A nurse is caring for a client who is postoperative and is preparing to walk for the first time in several days. Which of the following instructions should the nurse give the client to prevent orthostatic hypotension?
- A. Use your incentive spirometer.
- B. Dangle your legs over the side of the bed.
- C. Increase your intake of protein.
- D. Perform regular isometric exercises.
Correct Answer: B
Rationale: Dangling legs helps acclimate the body to positional changes, reducing hypotension risk.
A nurse is checking for proper placement of a feeding tube. Which of the following methods is the most reliable for verification of tube placement?

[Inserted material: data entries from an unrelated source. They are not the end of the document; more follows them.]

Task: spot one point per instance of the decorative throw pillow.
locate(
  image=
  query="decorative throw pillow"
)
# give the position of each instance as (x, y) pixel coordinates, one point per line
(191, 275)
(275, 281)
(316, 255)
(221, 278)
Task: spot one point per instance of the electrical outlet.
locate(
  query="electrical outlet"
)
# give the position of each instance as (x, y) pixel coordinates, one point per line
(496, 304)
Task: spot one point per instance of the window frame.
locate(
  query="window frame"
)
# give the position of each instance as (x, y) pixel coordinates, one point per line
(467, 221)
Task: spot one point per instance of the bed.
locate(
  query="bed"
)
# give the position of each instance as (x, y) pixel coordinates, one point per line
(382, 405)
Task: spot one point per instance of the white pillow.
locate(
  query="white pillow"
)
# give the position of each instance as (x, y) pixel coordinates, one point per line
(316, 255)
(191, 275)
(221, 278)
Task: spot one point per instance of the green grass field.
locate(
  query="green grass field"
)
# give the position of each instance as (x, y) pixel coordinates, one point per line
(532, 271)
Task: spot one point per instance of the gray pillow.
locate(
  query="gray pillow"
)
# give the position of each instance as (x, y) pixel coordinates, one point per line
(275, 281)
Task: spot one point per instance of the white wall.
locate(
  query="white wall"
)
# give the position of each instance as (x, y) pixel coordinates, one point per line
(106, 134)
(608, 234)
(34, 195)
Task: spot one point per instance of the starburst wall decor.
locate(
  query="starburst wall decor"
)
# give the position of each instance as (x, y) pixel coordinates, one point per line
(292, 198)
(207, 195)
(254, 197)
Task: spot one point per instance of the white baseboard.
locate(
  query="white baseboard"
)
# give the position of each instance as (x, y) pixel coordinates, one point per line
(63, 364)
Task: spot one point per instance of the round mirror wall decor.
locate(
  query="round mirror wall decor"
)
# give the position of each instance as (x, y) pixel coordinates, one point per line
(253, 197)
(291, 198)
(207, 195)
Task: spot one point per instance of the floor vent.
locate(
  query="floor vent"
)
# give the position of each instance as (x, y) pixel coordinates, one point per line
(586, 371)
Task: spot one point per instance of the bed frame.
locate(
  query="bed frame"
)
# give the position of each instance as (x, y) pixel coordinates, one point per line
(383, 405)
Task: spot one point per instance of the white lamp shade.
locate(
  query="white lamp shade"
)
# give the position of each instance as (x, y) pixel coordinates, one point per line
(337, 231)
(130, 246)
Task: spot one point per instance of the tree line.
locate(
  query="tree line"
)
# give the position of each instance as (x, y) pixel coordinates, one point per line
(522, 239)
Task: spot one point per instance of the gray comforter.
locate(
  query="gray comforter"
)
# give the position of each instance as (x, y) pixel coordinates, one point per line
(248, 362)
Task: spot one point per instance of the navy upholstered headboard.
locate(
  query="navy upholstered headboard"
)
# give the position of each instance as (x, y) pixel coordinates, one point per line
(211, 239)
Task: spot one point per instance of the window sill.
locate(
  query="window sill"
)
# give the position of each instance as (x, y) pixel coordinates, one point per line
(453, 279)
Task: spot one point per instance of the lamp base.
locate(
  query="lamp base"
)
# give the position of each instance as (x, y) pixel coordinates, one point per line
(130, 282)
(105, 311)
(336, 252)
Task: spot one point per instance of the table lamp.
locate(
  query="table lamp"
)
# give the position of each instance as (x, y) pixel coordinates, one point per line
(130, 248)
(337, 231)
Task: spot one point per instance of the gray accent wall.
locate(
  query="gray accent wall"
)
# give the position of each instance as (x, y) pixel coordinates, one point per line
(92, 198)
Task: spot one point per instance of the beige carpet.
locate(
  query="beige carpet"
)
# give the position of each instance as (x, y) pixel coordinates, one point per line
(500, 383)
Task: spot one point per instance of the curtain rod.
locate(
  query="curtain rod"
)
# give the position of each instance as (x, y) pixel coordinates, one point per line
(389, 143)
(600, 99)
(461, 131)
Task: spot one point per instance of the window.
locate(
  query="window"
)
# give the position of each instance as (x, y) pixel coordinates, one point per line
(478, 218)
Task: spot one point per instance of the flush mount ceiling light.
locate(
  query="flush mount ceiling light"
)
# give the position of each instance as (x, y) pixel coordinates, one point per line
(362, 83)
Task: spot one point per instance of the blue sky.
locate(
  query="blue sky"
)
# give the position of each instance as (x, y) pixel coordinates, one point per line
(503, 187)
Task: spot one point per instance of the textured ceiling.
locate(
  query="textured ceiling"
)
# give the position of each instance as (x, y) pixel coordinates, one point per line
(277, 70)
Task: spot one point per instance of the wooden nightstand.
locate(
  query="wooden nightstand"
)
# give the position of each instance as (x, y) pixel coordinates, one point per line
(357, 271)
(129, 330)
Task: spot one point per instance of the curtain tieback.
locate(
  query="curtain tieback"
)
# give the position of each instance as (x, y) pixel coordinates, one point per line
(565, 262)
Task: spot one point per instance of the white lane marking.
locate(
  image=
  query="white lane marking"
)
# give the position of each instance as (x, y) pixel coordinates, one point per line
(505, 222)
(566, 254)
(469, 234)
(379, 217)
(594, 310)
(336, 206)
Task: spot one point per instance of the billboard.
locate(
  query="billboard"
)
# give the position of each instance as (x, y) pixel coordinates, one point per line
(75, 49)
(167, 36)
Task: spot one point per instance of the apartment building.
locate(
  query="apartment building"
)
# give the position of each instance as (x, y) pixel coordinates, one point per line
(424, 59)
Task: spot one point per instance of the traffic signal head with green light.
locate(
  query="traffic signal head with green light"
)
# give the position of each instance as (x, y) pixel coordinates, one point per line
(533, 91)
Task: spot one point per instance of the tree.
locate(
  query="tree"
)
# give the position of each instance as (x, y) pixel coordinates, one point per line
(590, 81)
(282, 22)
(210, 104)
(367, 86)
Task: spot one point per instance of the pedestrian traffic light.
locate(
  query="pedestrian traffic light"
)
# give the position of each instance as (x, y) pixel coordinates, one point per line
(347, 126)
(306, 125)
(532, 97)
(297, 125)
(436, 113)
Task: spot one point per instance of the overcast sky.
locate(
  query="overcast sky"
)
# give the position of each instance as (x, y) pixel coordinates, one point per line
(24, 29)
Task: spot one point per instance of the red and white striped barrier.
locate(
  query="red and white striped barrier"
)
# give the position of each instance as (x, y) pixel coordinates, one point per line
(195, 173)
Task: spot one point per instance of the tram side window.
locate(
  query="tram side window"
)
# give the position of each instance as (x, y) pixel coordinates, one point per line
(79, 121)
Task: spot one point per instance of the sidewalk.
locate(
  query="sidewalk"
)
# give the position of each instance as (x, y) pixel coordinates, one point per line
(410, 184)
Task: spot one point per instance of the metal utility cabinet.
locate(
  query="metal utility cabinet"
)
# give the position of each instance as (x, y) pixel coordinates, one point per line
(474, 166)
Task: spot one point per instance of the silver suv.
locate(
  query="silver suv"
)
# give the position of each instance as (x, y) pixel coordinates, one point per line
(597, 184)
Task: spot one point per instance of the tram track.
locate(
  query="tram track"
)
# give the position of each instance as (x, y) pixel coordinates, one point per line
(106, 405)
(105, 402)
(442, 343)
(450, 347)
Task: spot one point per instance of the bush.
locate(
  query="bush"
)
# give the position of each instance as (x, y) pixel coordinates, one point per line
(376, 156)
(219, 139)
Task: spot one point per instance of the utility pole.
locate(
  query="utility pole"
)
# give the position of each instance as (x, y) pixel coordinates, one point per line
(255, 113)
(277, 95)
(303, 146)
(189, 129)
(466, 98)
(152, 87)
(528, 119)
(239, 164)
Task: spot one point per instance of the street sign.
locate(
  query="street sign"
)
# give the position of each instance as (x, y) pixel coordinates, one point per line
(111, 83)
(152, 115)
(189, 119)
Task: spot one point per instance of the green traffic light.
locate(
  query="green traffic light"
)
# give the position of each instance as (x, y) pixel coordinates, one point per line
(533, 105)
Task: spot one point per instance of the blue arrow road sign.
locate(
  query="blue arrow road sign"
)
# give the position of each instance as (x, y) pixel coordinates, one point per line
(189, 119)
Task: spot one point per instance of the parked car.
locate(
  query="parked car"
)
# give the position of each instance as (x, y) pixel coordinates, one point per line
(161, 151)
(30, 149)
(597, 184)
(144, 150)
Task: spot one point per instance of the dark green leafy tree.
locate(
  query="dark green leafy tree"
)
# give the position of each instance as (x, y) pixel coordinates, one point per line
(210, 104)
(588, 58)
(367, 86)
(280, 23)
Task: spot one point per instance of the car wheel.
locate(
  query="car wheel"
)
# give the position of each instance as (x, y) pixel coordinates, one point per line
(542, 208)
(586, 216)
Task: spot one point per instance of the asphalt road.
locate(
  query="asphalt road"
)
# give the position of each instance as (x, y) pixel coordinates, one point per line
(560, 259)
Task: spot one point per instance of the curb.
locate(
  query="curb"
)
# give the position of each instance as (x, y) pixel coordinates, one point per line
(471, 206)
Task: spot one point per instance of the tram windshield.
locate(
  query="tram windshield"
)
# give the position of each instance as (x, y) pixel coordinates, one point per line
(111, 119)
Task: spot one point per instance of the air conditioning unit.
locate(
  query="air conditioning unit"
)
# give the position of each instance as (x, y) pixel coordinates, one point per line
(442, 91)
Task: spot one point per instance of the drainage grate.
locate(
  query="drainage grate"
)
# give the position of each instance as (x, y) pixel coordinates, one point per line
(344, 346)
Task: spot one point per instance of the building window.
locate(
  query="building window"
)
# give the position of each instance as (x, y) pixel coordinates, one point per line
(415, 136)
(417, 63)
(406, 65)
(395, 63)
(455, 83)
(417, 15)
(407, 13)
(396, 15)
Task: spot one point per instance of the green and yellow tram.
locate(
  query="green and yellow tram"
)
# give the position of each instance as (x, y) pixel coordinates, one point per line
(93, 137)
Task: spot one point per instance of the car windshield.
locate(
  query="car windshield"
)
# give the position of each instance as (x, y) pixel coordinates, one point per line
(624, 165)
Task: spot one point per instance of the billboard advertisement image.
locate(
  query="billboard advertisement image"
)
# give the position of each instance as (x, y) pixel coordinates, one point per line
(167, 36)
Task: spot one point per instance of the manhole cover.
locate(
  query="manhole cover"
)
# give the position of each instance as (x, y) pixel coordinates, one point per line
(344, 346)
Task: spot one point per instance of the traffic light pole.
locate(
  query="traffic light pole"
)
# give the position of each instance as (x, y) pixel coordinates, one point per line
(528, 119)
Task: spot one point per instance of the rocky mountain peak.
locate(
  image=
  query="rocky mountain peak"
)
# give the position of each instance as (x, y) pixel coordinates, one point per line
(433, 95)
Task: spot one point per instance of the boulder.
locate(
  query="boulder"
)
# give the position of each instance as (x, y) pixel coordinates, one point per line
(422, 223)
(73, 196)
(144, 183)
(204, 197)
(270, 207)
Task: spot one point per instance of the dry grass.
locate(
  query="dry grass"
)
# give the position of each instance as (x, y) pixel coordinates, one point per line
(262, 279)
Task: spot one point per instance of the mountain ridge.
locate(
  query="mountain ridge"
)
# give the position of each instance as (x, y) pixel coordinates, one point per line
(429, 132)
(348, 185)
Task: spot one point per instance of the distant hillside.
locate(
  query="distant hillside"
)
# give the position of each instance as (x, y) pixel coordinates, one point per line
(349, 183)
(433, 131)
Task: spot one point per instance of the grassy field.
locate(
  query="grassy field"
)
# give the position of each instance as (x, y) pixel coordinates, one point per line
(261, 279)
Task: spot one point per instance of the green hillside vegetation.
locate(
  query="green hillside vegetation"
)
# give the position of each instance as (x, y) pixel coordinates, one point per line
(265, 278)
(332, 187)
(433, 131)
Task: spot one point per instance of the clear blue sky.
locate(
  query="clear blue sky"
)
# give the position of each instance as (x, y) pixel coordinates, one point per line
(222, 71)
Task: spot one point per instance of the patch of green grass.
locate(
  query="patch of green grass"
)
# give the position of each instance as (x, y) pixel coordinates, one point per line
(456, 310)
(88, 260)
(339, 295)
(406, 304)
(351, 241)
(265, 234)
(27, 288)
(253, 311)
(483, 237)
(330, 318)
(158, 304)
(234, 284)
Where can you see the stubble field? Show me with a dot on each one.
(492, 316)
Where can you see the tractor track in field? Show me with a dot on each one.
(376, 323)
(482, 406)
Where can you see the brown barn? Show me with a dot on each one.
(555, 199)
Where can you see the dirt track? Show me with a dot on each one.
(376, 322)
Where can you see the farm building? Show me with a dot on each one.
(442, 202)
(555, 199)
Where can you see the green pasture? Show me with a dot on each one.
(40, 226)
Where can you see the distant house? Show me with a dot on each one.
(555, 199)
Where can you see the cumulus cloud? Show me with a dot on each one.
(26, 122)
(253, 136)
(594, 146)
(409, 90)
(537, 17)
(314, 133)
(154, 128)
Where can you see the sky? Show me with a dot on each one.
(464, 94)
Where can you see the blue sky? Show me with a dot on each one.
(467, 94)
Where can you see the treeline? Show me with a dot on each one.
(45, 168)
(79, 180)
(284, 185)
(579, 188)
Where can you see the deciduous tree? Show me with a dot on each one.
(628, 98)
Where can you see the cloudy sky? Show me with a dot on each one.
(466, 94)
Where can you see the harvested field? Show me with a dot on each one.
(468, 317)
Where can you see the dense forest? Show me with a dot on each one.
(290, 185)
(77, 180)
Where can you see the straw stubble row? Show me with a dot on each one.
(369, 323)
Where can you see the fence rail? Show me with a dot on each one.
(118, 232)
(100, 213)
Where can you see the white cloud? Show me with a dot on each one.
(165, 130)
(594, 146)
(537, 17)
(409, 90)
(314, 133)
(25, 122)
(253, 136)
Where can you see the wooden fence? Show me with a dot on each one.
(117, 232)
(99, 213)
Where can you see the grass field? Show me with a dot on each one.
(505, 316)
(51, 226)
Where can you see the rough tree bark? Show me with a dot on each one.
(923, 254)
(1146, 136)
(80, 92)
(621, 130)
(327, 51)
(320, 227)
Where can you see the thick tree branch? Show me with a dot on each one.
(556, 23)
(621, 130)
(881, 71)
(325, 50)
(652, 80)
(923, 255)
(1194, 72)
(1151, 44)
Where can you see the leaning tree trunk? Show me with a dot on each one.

- A. Verify the bilirubin level of the tube contents.
- B. Auscultate for air insufflation.
- C. Request a chest x-ray.
- D. Check the pH level of gastric contents.
Correct Answer: C
Rationale: A chest x-ray is the gold standard for confirming feeding tube placement.
A nurse is preparing to administer ampicillin to a school-age child who weighs 55 lb. The provider prescribes 50 mg/kg/day in 4 equal doses. Available is ampicillin oral suspension 125 mg/5 mL. How many ml should the nurse administer with each dose?
- A. 12.5 mL (calculated: 55 lb = 25 kg, 50 mg/kg = 1250 mg/day, 1250 mg / 4 doses = 312.5 mg/dose, 312.5 mg / 125 mg/5 mL = 12.5 mL)
Correct Answer: A
Rationale: Calculation confirms 12.5 mL per dose is correct.